On the back of the book, it says, “This is the funniest book you’ll ever read about death.” But after reading Me and Earl and the Dying Girl by Jesse Andrews, I think it’s simply the funniest book you’ll ever read, period.
The title basically explains the plot of the book: There’s “Me” (Greg Gaines, narrator) and “Earl” (his best friend) and the “Dying Girl” (Rachel Kushner, a girl with cancer). Greg’s mom forces him to hang out with Rachel when they find out she has cancer, even though Greg and Rachel haven’t really talked to each other since sixth grade and so he does because You Do Not Say No to Mrs. Gaines and then the story unfolds. And Earl is in there a few times. He’s cool.
It’s a simple plot told by a hilariously quirky high-schooler narrator. Greg’s voice—whether he’s making his way through one of his signature riffs or insisting that his films are the worst things ever, like, seriously ever—is so unique and self-aware and ridiculous that you can’t not keep reading (even though he constantly questions why you, yes, you, do). If this book were told from any other point-of-view, it would not have worked.

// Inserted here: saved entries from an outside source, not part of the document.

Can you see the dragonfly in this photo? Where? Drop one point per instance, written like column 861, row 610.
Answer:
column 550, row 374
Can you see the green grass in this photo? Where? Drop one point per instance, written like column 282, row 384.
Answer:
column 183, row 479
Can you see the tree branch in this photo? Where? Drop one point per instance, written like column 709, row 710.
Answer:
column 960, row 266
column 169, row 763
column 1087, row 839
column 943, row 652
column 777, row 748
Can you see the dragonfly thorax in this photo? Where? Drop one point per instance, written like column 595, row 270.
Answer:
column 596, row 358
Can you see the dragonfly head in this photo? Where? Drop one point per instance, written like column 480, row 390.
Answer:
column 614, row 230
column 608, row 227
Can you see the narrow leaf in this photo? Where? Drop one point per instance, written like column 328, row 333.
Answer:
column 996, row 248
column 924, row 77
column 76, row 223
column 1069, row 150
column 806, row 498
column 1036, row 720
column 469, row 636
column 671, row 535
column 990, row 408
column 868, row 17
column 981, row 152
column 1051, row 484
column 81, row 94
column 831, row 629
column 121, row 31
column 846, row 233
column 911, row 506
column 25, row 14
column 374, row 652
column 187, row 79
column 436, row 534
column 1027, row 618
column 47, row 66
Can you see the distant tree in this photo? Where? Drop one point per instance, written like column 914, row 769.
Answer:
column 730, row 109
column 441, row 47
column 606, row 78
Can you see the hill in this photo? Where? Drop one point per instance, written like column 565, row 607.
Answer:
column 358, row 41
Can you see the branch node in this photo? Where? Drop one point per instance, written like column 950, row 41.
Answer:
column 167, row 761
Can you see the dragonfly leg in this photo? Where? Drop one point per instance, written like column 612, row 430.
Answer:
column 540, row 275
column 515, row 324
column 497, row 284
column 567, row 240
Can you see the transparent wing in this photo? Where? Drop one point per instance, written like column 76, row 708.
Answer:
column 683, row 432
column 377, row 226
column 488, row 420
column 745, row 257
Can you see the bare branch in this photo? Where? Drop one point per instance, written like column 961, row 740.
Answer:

And it’s not just the way Greg speaks. It’s the way he organizes information. He’ll tell you a story and then he’ll mention this one little detail and go off on a tangent about said detail until you know exactly what he thinks about the tangent and what that tangent represents and probably even what that tangents zodiac sign is and everything there is to know about the tangent and then he’ll just move on to the next paragraph (because he’s actually writing the book, not Andrews) and start it with:
Anyway. Blah blah blah paragraphy stuff writing writing yeah. (This is just a sample. The book is not actually just full of “blah blah blah paragraphy stuff. I’m simply demonstrating the use of the “Anyway.”)
So that’s basically how it’s done.
And that doesn’t even really happen that often, it’s just so representative of how fascinating this voice is. I’m honestly in awe of how Andrews was able to portray this character so clearly and effectively. There is not a single line in this book where it could have maybe, possibly been told from a different human being. Each sentence, each word, is carefully chosen to show off Greg’s unique narrative style. And it works.
It definitely works. It works so well that, while reading this book, I laughed aloud—audibly laughed aloud, not just one of those exhaling-a-bit-more-forcefully-through-your-nostrils laugh—multiple times. It’s a funny book, because Greg is just a funny guy.
Oh yeah, and, like I wrote about three hundred twenty words ago, this book is about cancer. Cancer. Cancer books are not supposed to be funny. But somehow, (well, not really somehow, because I just told you how in the words above) Andrews makes a cancer book funny. And not like in a butt of the joke kind of funny either. Genuinely funny. I wish I could write books that are that funny.
I realize that this review basically boils down to exactly four words: This book is funny. One word if you really want to downsize it: funny. This book was funny, and it was a well-executed funny. A good funny and an addictive funny and a well-thought-out-with-fascinating-characters-and-sometimes-it’s-told-through-script-and-other-forms-of-prose-and-also-interesting-plot-about-movies-and-high-school-and-cancer-and-such-et-cetera-et-cetera funny. Funny all around and funny just the way it should be. Go read it.